Jérémy, Mira et Sebby sont les « membres d'une petite tribu » qui tente de combattre ses démons. Ils se racontent tour à tour, avec une narration originale et révélatrice :
Jérémy est le narrateur dans sa forme classique, dit Je, raconte la peur qui le paralyse trop souvent.
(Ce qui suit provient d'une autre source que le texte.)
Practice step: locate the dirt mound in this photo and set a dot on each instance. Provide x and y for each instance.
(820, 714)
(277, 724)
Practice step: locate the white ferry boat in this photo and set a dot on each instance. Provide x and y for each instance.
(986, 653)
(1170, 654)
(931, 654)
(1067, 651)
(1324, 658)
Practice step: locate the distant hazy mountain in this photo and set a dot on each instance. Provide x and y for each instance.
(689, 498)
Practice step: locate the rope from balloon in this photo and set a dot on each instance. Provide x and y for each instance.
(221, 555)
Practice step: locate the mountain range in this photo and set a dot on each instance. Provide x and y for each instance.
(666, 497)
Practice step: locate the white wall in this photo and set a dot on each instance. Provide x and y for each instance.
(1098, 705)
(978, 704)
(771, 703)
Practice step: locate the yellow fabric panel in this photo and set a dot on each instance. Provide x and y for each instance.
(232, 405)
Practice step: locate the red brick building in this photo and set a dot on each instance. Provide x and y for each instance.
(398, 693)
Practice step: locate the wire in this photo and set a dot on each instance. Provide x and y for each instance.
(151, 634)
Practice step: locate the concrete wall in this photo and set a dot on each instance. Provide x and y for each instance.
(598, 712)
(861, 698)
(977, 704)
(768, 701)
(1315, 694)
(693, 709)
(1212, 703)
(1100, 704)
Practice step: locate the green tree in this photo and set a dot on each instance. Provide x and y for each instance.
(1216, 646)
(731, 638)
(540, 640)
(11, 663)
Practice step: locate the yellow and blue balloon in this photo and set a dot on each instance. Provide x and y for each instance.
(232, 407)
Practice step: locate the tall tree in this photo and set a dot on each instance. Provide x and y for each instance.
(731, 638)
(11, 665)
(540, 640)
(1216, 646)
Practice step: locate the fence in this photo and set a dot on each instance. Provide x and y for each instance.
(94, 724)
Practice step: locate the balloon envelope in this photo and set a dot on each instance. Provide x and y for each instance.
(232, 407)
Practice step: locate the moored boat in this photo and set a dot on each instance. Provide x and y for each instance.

Mira, Elle, lutte constamment contre « les démons de la tristesse, (...) les raisons de ne pas vivre ». « Quand elle tombe dans les profondeurs de cette fatigue extrême,  elle s'enfonce dans une absence de possibilités. Elle a le sentiment de n'être qu'un tas de chair enchaîné sans raison à cette planète ». La compréhension de sa famille a ses limites : son père « estime que la dépression est un luxe que se paient les gens qui n'ont pas de véritables problèmes et qui ne comprennent pas l'importance de travailler dur. »
Sebby enfin, moins présent et avec la distance du Tu,  tente d'éloigner la solitude par une fantaisie exacerbée. Il n'hésite pas à  « mentir comme on respire, car ce sont les deux seules choses qui te permettent de survivre. »
Ensemble, ils veillent les uns sur les autres et se motivent : « Puissions-nous vivre l'impossible ! »
Le roman suivra leur fougue née d'une solidarité fondatrice basée sur l’honnêteté envers soi-même, mais aussi les affres d'un malaise tellement puissant.